Ribollita

ribollitqIt’s officially winter. Soup weather, no matter where you live. Cozying up with a warm crock of delicious soup on a cold winter day makes it feel like its a nice thing that it is so bitter and cold outside (I am speaking to you who are gazing at the snow and ice outside your window right now, and thinking how nice it would be on a balmy beach). There is almost nothing I enjoy more on a cold winter day than a bowl of Ribollita, which is an Italian (Tuscan, actually) vegetable stew that is characterized by its use of kale (it also happens to be vegan). The vegetables are rich and flavorful while being soft, but not mushy. This comes from the long slow cooking process (it’s done over 2 days, making it perfect for a time when you are socked in).
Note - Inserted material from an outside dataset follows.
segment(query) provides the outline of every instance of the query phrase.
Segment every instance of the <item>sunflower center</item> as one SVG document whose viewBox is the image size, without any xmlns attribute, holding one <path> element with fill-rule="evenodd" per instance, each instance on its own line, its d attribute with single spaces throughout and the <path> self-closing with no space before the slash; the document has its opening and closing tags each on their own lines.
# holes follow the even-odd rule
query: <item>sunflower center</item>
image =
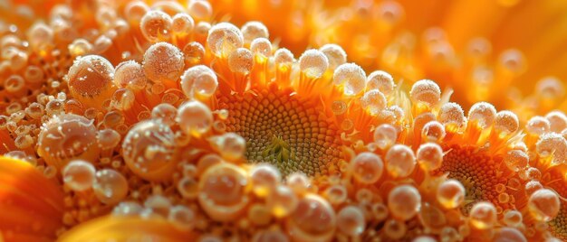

Ribollita means re-boiled n Italian, which refers to the twice-cooked nature of the stew. It also includes creamy cannellini beans and a little bread for depth and crunch, and it is finished with a drizzle of olive oil. It actually might be the best vehicle for consuming olive oil that I have found. I have been known to keep re-drizzling as I munch my way through my bowl. You won’t believe how good your kitchen smells when you make it! If you grow your own kale (which is pretty easy), you may or may not know that a cold snap actually makes the leaves sweeter and more delicious. The same is true for carrots and cabbage, by the way, which also make an appearance in this dish. The kale in the markets now is gorgeous, and I have a preference for Italian kale, which is sweeter and more tender and has flatter, less curly leaves. Some other names for this wonderful item are Cavolo Nero, lacinato kale and dinosaur kale.

 

Ribollita
Beans:
1 lb. dried cannellini beans (these are medium sized dried white beans)
8 cups water
2 tbsp extra virgin olive oil
3 cloves peeled crushed garlic
6-8 fresh sage leaves
Salt and pepper
Soup / stew:
1/2 cup extra virgin olive oil, divided, plus more for serving
1 large yellow onion, finely chopped
5 carrots, peeled and thickly sliced
2 ribs celery, trimmed and thickly sliced
2 Idaho potatoes, peeled and thickly sliced
1 large bunch of Swiss chard, trimmed and coarsest chopped
1 large bunch of italian kale (use curly kale if you can’t find italian kale), trimmed and coarsely chopped
1/2 small Savoy cabbage, trimmed and coarsely chopped (if necessary, you can use 1/2 of a Napa cabbage in place of the Savoy cabbage)
1 14 ounce can diced tomatoes
2 thick slices day old country white bread ( it should be a bit dry and stale)
Salt and pepper to taste
1. Cook the beans: put the beans, water, garlic, sage and olive oil into your slow cooker and cook on low for 8 hours or until tender. Season to taste with salt and pepper. Reserve 2 cups of the cooked beans and purée the remaining beans and cooking liquid. Set aside. (If you don’t have a slow cooker, see alternate method for cooking beans below*)
2. Heat 1/4 cup of olive oil in a large Dutch oven over medium low heat. Add onion and cook until soft (15-20 minutes). Then add carrots, celery, potato, Swiss chard, kale, and cabbage and stir. Add tomatoes, stir, and cover.  Cook until all the greens are wilted, 20-30 minutes.
3. Add the puréed bean liquid and simmer covered for about an hour. Add bread and reserved beans, stir gently, and cook on low, covered for another 15 minutes. Season to taste with salt and pepper, and then refrigerate, covered, overnight.
4. THE NEXT DAY: preheat oven to 375. cook soup in an oven proof casserole or Dutch oven, uncovered, for 40 minutes, stirring occasionally.  Then cook another 30 minutes without stirring. Serve and pass with olive oil on the side.
* alternate method for cooking the beans:
Soak beans in water for 4 to 10 hours (you could do this overnight). Drain and cook in 11 cups of water, Sage, garlic, and olive oil. Bring a boil and then simmer on low for simmering for 2 to 3 hours until tender. Seasoned salt and pepper and continue on with the recipe above.